Ich gehe dazu aus von der Seelsorgelehre Eduard Thurneysens, die gleichsam als Wendepunkt stehen kann: Für seine Bestimmung des seelsorglichen Handelns der Kirche ist „Wiedergeburt" eine zentrale Kategorie, ja gar ein Begriff, mit dem er die theologische Bestimmtheit der Seelsorge festhalten will; nach Thurneysen verschwindet der Begriff zu- nehmend aus der Literatur. Mit Thurneysen beginnen heißt zugleich aus der wieder entdeckten Aktualität seiner Seelsorgelehre zu schöpfen, die im gegenwärtigen Diskurs um die Seelsorge wieder verstärkt rezipiert wird: Hier sind wesentliche Einsichten formuliert, die die Seelsorge auf ihre theologische Substanz befragen. Freilich sind auch die Gründe zu bedenken, die zu einer Abkehr von Thurneysens Ansatz führten. Das theologische Niveau dieses Ansatzes sollte aber nicht unterboten werden.
Nach Thurneysens „Lehre von der Seelsorge", in der der Begriff der Wiedergeburt ausdrücklich verwendet wird, soll in der Diskussion aktueller Seelsorgekonzeptionen gefragt werden, ob sich die Sache, die mit „Wiedergeburt" bezeichnet war, in neuen, modifizierten Sprachformen auffinden lässt, oder ob der Begriffsverlust auch einen Erkenntnisverlust mit sich bringt. Abschließend sollen einige Kriterien entwickelt werden, wie die theologische Bestimmtheit der Seelsorge aus der Reflexion der Erfahrung vonWiedergeburt beschrieben werden kann.

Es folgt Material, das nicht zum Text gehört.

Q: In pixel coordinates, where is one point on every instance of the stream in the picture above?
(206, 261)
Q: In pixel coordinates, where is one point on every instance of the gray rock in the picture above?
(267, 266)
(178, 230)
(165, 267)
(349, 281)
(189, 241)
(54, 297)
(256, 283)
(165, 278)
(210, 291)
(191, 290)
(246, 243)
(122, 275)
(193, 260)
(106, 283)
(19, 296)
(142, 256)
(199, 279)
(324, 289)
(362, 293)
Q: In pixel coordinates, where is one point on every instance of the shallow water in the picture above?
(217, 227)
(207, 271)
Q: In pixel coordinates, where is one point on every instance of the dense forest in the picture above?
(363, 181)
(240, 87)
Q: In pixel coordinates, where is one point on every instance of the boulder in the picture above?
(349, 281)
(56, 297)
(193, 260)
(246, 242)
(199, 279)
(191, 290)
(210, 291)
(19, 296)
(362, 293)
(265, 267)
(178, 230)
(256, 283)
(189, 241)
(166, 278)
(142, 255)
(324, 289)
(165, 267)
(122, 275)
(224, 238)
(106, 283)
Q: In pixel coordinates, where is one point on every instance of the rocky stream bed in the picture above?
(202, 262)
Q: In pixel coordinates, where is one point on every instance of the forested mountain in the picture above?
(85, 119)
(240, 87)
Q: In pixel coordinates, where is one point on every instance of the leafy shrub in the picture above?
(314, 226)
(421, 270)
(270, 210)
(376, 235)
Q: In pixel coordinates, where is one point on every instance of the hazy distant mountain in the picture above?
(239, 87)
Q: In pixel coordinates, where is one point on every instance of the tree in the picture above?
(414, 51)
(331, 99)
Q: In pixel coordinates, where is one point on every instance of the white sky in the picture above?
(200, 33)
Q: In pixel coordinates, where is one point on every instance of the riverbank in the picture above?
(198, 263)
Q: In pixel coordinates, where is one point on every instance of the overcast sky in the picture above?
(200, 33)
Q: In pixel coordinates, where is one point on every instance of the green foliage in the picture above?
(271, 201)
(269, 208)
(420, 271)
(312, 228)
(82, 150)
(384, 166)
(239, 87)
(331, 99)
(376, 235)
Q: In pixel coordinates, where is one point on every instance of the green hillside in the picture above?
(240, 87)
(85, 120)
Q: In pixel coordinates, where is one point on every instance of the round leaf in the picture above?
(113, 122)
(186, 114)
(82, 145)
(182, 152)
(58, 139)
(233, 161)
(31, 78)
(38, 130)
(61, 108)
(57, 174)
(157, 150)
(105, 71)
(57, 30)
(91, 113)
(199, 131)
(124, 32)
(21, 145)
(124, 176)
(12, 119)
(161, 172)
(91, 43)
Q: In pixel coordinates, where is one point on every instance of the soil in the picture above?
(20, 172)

2. „Umdrehen zu einem neuen Leben" – Wiedergeburt in der Seelsorgelehre Eduard Thurneysens
Gottes Handeln am Menschen in der Seelsorge ist die Grundfrage, der sich Thurneysen in seiner „Lehre von der Seelsorge" stellt.Wie ist das theologisch verantwortet zu beschreiben und auch methodisch dann in der Seelsorge zu realisieren, dass Gott am Menschen handelt? Thurneysen fragt zunächst nicht nach der Praxis der Beratung, sondern dezidiert nach der theologischen Bestimmung von Seelsorge. Hier wird für ihn der Begriff der Wiedergeburt leitend, mit der er das Geschehen in der Seelsorge genauer fassen will, das den einzelnen herausführen soll aus den Konflikten und Belastungen und ihn schließlich wieder hinführen soll zum gemeinsamen Leben in der Gemeinde. Seelsorge kann aus diesem Zusammenhang als Weg zur Wiedergeburt bezeichnet werden, der die Buße des Menschen vor Gott korrespondiert. Erst so wird erkennbar, wie Wiedergeburt sich in der Lebensgeschichte eines Menschen realisiert. Gottes Handeln und menschliches Handeln bleiben so aufeinander bezogen: Indem Gott in seinem Handeln am Menschen immer das Zentrum bleibt, ist Buße gerade nicht Anfang einer Selbstheilung des Menschen oder gar sein eigenwilliger Versuch einer moralischen Erneuerung.2 Die Antwort des Menschen ist selber Werk des Heiligen Geistes, der die Wiedergeburt wirkt, die zur Bekehrung des Menschen wird.